【NARUTO】ごめんなさいから始まる物語【トリップ】
第1章 ごめんなさいから始まる物語
聞こえたのは、無機質な電子音。
ピッ、ピッ、っと、一定の間隔で音が刻まれている。
感じたのは、全身を焼き尽くすような、強烈な痛み。
(どうして…)
私は、助かってしまったのだろうか。
あの時、すべてを終わらせると誓ったのに。
「意識が戻ったようです!」
視界の端に男の顔が見えた。
その男が、大きな声を上げて部屋から出ていく。
私は、ままならない思考に、少しずつピントを合わせていく。
どうやら、病院のベッドの上にいるらしい。
先ほどの男は病院のスタッフだろうか。
(はぁ…)
身体を起こすことができないため、眼球だけを動かして辺りを見回す。
私は、心拍数をモニタリングする機器と、点滴に繋がれているようだ。
聞こえた電子音は私の心拍数を表すものであることを、ようやく頭で理解できた。
それにしても、体が痛い…。
まあ、自業自得ではあるのだが。
ベッドに横たわった状態から何もできないため、
病室の天井を見つめていた。
病室といえば、床も天井も真っ白で無機質なイメージがあったが、
自分が今いる空間はそうではなく、むしろ木調で温かみを感じるような部屋であった。
どのくらいの間、天井を見つめていただろうか。
気づけば、医者らしき中年の男性と、
目が覚めたときに出会った看護師らしき男性の二人が部屋に入ってきていた。
「気分は、いかがですか」
医者らしき男性に話しかけられた。
私は声を出すことができなかったため、
「大丈夫です」と言う代わりに、小さく頷いた。
「貴方は、火影様の顔岩の下に倒れていました。
高いところから落ちたようです。
命に別状はありませんが、全身を複雑骨折しているようです。

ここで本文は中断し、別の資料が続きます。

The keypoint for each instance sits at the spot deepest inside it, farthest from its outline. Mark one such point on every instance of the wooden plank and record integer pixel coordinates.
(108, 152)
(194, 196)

」
『火影様の顔岩』というワードに聞き覚えはなかったが、
私が生き延びてしまったこと、全身を複雑骨折していることは分かった。
「里中を調べてもらいましたが、貴方の身内は見つかりませんでした。
ご自身について、分かることがあれば教えてください。
もちろん、今は話せないでしょうから、回復してきてからで構いません。」
私は東京都に住んでいて、都内の雑居ビルから降りたのだ。
確かに家族は地元の田舎に住んでいて東京都にはいないが、
私が降りた痕跡から、身分証でもなんでも見つかるはずだ。